Już pierwszy dzień, rozgrywanych w Chorzowie, mistrzostw świata sztafet był bardzo udany dla Biało-Czerwonych. Polscy lekkoatleci wywalczyli w sobotnich finałach złoto i srebro.
Już w pierwszym rozgrywanym finale na bieżni Stadionu Śląskiego polska para zdobyła złoto. Joanna Jóźwik wraz z Patrykiem Dobkiem nie dała szans reszcie stawki przybiegając jako pierwsza do mety, w rywalizacji w sztafecie 2x2x400 metrów. Srebrne medale trafiły do reprezentacji Kenii, a brąz wywalczyli Słoweńcy. W finale wystartowało 6 drużyn.
Przypomnijmy, że Joanna Jóźwik wywalczyli też złote medale na tegorocznych mistrzostwach Europy w Toruniu, tyle że w biegach na 800 metrów.

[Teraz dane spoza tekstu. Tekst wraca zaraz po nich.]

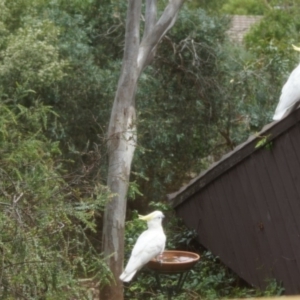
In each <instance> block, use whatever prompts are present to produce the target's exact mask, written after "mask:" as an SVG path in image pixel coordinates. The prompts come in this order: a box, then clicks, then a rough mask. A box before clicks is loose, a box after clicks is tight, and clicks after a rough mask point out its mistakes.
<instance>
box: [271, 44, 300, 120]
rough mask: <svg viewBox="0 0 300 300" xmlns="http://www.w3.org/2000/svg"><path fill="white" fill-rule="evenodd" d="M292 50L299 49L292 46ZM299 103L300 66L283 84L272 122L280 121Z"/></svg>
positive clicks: (299, 88)
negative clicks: (287, 112)
mask: <svg viewBox="0 0 300 300" xmlns="http://www.w3.org/2000/svg"><path fill="white" fill-rule="evenodd" d="M292 46H293V48H294V50H296V51H300V48H299V47H296V46H294V45H292ZM299 101H300V64H299V65H298V66H297V67H296V68H295V69H294V70H293V72H292V73H291V74H290V76H289V78H288V80H287V82H286V83H285V84H284V86H283V88H282V91H281V96H280V99H279V103H278V105H277V107H276V110H275V114H274V116H273V120H275V121H278V120H281V119H282V118H283V117H284V116H285V115H286V113H287V112H288V111H289V110H290V111H292V110H293V109H295V108H296V105H297V104H298V103H299Z"/></svg>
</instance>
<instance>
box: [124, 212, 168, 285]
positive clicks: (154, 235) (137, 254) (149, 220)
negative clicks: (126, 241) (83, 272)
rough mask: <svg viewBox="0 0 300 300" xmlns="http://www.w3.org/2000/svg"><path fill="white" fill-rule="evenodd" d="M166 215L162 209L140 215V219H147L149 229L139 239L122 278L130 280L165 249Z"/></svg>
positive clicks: (133, 251)
mask: <svg viewBox="0 0 300 300" xmlns="http://www.w3.org/2000/svg"><path fill="white" fill-rule="evenodd" d="M163 218H164V215H163V213H162V212H161V211H154V212H152V213H151V214H149V215H147V216H139V219H140V220H144V221H147V225H148V229H147V230H145V231H144V232H143V233H142V234H141V235H140V236H139V237H138V239H137V241H136V243H135V245H134V247H133V249H132V252H131V256H130V258H129V261H128V263H127V266H126V268H125V270H124V272H123V273H122V274H121V276H120V279H121V280H122V281H125V282H128V281H130V280H131V279H132V277H133V276H134V275H135V273H136V272H137V271H138V270H140V269H141V268H142V267H143V266H144V265H145V264H146V263H147V262H149V261H150V260H151V259H152V258H154V257H158V256H159V255H160V254H161V253H162V252H163V251H164V249H165V244H166V236H165V233H164V230H163V228H162V225H161V223H162V219H163Z"/></svg>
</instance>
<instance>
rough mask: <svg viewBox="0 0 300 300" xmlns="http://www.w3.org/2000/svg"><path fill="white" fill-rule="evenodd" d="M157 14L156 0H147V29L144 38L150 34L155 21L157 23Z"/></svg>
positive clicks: (145, 26)
mask: <svg viewBox="0 0 300 300" xmlns="http://www.w3.org/2000/svg"><path fill="white" fill-rule="evenodd" d="M156 15H157V8H156V0H147V1H146V12H145V16H146V18H145V31H144V36H143V39H144V38H145V37H146V36H147V34H149V33H150V32H151V31H152V29H153V27H154V25H155V23H156Z"/></svg>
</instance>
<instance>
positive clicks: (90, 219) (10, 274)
mask: <svg viewBox="0 0 300 300" xmlns="http://www.w3.org/2000/svg"><path fill="white" fill-rule="evenodd" d="M51 114H55V113H54V112H53V111H52V110H51V108H50V107H47V106H43V105H41V104H40V103H39V102H36V104H35V105H34V106H32V107H30V108H26V107H24V106H22V105H11V106H10V105H7V104H4V102H3V101H2V102H1V104H0V144H1V147H0V156H1V163H0V177H1V178H0V179H1V180H0V181H1V185H0V207H1V213H0V252H1V278H0V285H1V290H0V298H1V299H10V298H13V299H21V298H22V299H70V297H71V298H73V299H88V293H87V292H86V288H84V287H83V286H81V285H80V284H79V282H78V278H80V277H82V276H84V277H86V276H92V278H93V279H94V281H96V282H97V281H102V282H103V281H105V280H108V278H109V270H107V268H106V266H105V264H104V263H103V260H102V259H101V256H99V254H98V252H97V251H96V249H95V248H94V246H93V245H92V243H91V241H90V239H89V237H88V235H87V233H88V230H92V231H94V230H95V216H96V215H97V214H98V213H99V212H100V211H101V210H102V208H103V205H104V204H105V203H106V201H107V199H108V198H109V193H108V192H107V191H106V189H105V188H104V187H102V186H96V187H95V188H94V189H93V190H91V191H90V192H89V193H86V192H85V193H84V190H83V189H79V188H78V187H76V186H73V185H72V184H70V183H68V182H67V181H66V180H65V179H64V178H63V176H62V174H63V169H62V164H61V161H60V159H59V156H60V154H61V152H60V149H59V144H58V142H52V141H50V140H48V139H47V138H46V137H45V136H44V134H43V131H44V130H45V129H46V127H47V125H48V122H47V120H48V119H49V116H51Z"/></svg>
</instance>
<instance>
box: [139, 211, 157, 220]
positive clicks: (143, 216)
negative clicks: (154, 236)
mask: <svg viewBox="0 0 300 300" xmlns="http://www.w3.org/2000/svg"><path fill="white" fill-rule="evenodd" d="M153 215H154V213H153V212H152V213H151V214H149V215H147V216H141V215H139V219H140V220H143V221H150V220H151V219H152V218H153Z"/></svg>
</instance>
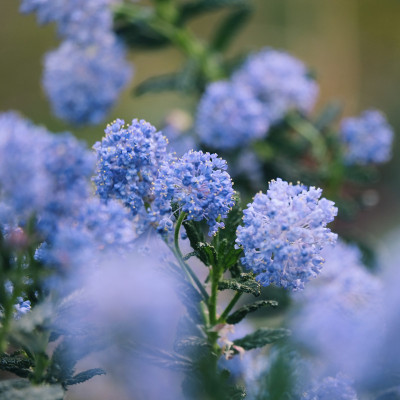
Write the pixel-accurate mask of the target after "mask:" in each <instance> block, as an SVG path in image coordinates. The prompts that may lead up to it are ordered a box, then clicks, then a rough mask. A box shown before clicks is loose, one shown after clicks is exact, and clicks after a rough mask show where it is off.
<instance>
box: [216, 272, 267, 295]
mask: <svg viewBox="0 0 400 400" xmlns="http://www.w3.org/2000/svg"><path fill="white" fill-rule="evenodd" d="M218 289H219V290H227V289H230V290H235V291H236V292H241V293H251V294H252V295H253V296H256V297H257V296H259V295H260V294H261V286H260V284H259V283H258V282H257V281H256V280H255V279H254V276H253V275H252V274H240V277H239V278H235V279H224V280H222V281H220V282H219V284H218Z"/></svg>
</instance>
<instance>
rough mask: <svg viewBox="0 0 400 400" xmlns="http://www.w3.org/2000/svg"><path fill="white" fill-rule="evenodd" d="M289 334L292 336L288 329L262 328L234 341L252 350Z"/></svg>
mask: <svg viewBox="0 0 400 400" xmlns="http://www.w3.org/2000/svg"><path fill="white" fill-rule="evenodd" d="M288 336H290V331H289V330H288V329H284V328H278V329H270V328H261V329H257V330H256V331H255V332H253V333H250V334H249V335H246V336H245V337H244V338H242V339H237V340H235V341H234V343H235V345H236V346H240V347H243V348H244V349H245V350H252V349H256V348H259V347H263V346H265V345H267V344H270V343H274V342H276V341H278V340H281V339H284V338H286V337H288Z"/></svg>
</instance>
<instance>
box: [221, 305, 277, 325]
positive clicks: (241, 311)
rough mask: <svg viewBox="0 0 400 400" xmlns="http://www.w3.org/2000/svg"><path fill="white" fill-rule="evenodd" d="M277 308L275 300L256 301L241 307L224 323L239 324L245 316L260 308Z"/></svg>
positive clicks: (258, 309)
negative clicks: (248, 304) (238, 323)
mask: <svg viewBox="0 0 400 400" xmlns="http://www.w3.org/2000/svg"><path fill="white" fill-rule="evenodd" d="M267 306H270V307H277V306H278V302H277V301H275V300H260V301H256V302H255V303H253V304H249V305H247V306H243V307H241V308H239V309H238V310H237V311H235V312H234V313H233V314H231V315H230V316H229V317H228V318H227V319H226V322H227V323H228V324H237V323H238V322H240V321H241V320H242V319H243V318H244V317H245V316H246V315H247V314H249V313H252V312H254V311H257V310H259V309H260V308H262V307H267Z"/></svg>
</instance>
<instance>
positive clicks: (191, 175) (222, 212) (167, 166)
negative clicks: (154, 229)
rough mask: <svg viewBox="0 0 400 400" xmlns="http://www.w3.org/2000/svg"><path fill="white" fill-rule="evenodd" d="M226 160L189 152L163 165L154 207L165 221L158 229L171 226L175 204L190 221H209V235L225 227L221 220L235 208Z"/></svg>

O wiele łatwiej o medal było w drugim sobotnim finale. Do rywalizacji w płotkarskich sztafetach mieszanych zgłosiły się tylko 3 zespoły. Polacy do mety dobiegli na drugim miejscu z czasem 56.68. Ze srebrnych medali mogli cieszyć się Zuzanna Hulisz, Krzysztof Kiljan, Klaudia Wojtunik i Damian Czykier. Najlepsi w stawce byli Niemcy. Na trzecim miejscu przybiegli Kenijczycy.

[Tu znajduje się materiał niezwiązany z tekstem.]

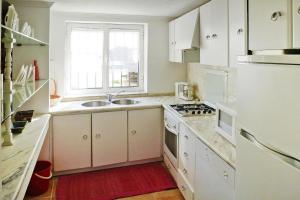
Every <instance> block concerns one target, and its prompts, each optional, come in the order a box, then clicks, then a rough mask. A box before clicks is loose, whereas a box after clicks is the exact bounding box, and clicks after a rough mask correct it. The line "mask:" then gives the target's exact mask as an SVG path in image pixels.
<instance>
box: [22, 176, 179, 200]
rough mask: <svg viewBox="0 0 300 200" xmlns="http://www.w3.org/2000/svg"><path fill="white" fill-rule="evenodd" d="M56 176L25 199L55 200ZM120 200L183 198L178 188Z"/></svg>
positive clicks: (159, 199)
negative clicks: (31, 196) (37, 191)
mask: <svg viewBox="0 0 300 200" xmlns="http://www.w3.org/2000/svg"><path fill="white" fill-rule="evenodd" d="M56 185H57V178H53V179H52V180H51V183H50V186H49V189H48V191H47V192H46V193H45V194H43V195H41V196H37V197H26V198H25V200H55V191H56ZM122 200H184V198H183V197H182V196H181V194H180V191H179V190H178V189H173V190H166V191H161V192H155V193H150V194H144V195H139V196H134V197H127V198H122Z"/></svg>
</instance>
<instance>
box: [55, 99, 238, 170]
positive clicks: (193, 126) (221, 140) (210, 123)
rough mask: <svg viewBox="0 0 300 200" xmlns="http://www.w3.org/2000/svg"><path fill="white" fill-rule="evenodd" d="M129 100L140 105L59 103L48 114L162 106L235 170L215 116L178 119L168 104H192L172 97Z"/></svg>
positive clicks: (107, 110) (234, 153)
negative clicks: (216, 129) (95, 105)
mask: <svg viewBox="0 0 300 200" xmlns="http://www.w3.org/2000/svg"><path fill="white" fill-rule="evenodd" d="M130 99H133V100H136V101H140V103H138V104H133V105H116V104H110V105H106V106H102V107H93V108H88V107H84V106H82V105H81V104H82V103H84V102H86V101H71V102H61V103H59V104H58V105H57V106H54V107H53V108H51V111H50V112H51V114H53V115H66V114H78V113H91V112H106V111H118V110H134V109H143V108H155V107H161V106H163V107H164V108H165V109H167V110H169V111H170V112H171V113H173V114H174V115H175V116H177V117H178V118H179V119H180V121H181V122H182V123H183V124H185V125H186V126H187V127H188V128H189V129H191V131H192V132H193V133H194V134H195V135H196V136H197V137H198V138H199V139H200V140H202V141H203V142H204V143H205V144H206V145H207V146H208V147H210V148H211V149H212V150H213V151H214V152H216V153H217V154H218V155H219V156H220V157H221V158H222V159H223V160H224V161H226V162H227V163H228V164H230V165H231V166H232V167H234V168H235V157H236V153H235V147H234V146H233V145H232V144H231V143H230V142H228V141H227V140H226V139H225V138H223V137H222V136H221V135H219V134H218V133H216V132H215V123H216V117H215V116H196V117H180V116H179V115H178V114H177V113H176V112H175V111H174V110H173V109H172V108H171V107H170V106H169V105H170V104H182V103H194V102H193V101H184V100H180V99H178V98H176V97H174V96H154V97H138V98H130Z"/></svg>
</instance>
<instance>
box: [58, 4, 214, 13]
mask: <svg viewBox="0 0 300 200" xmlns="http://www.w3.org/2000/svg"><path fill="white" fill-rule="evenodd" d="M207 1H208V0H55V4H54V6H53V10H56V11H63V12H84V13H103V14H126V15H144V16H165V17H177V16H179V15H181V14H183V13H185V12H187V11H189V10H191V9H193V8H196V7H197V6H199V5H201V4H203V3H204V2H207Z"/></svg>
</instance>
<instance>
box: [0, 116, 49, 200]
mask: <svg viewBox="0 0 300 200" xmlns="http://www.w3.org/2000/svg"><path fill="white" fill-rule="evenodd" d="M50 117H51V116H50V115H49V114H44V115H38V116H35V117H34V118H33V119H32V122H30V123H28V124H27V125H26V127H25V129H24V130H23V133H22V134H19V135H15V136H14V145H13V146H7V147H2V152H1V153H2V155H1V160H2V162H1V165H0V176H1V181H2V191H1V194H0V195H1V200H12V199H23V197H24V194H25V192H26V189H27V186H28V183H29V181H30V178H31V175H32V172H33V169H34V167H35V163H36V161H37V158H38V156H39V153H40V150H41V148H42V145H43V143H44V139H45V136H46V134H47V131H48V126H49V120H50Z"/></svg>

Niezwykła radość panowała po ukończeniu biegu eliminacyjnego sztafety 4x100 metrów kobiet. Polki awansowały do finału z drugiego miejsca w składzie Paulina Guzowska, Klaudia Adamek, Katarzyna Sokólska i Pia Skrzyszowska. Warto wspomnieć, że w zespole zabrakło najlepszej polskiej sprinterki, Ewy Swobody. Dla tej drużyny nie walka o medale była jednak najważniejsza, a awans do Igrzysk Olimpijskich w Tokio. Z czasem 43,64 osiągnęły swój cel.

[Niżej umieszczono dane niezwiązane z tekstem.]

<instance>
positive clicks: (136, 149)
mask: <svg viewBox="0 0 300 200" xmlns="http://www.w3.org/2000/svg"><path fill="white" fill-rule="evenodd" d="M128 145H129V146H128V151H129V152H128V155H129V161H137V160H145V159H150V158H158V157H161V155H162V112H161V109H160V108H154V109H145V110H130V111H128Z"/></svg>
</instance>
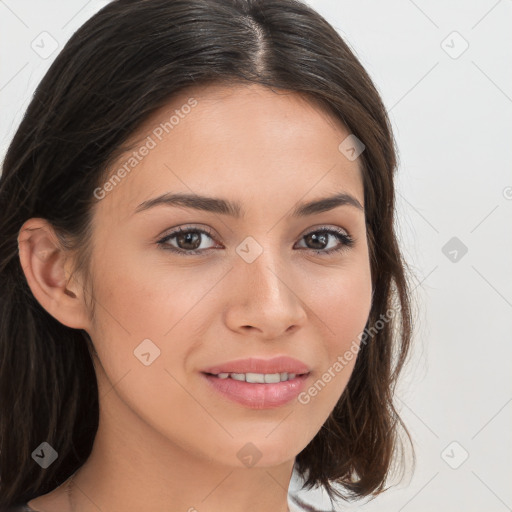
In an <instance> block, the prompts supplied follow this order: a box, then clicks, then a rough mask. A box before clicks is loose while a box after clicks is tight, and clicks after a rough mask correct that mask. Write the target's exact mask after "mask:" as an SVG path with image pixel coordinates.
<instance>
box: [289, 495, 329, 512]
mask: <svg viewBox="0 0 512 512" xmlns="http://www.w3.org/2000/svg"><path fill="white" fill-rule="evenodd" d="M288 508H289V509H290V512H323V511H322V510H320V509H318V508H315V507H314V506H313V505H310V504H309V503H306V502H305V501H302V500H301V499H300V498H299V497H298V496H296V495H294V494H288Z"/></svg>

Osłabione "Aniołki Matusińskiego" też awansowały do niedzielnego finału. Polska sztafeta 4x400 kobiet, w składzie Kornelia Lesiewicz, Małgorzata Hołub-Kowalik, Kinga Gacka i Natalia Kaczmarek, uzyskały czas 3:28,11 i nie pozwoliły nikomu się wyprzedzić.
Niestety, sztafetom 4x100 i 4x400 metrów panów nie udało zakwalifikować się do niedzielnych finałów.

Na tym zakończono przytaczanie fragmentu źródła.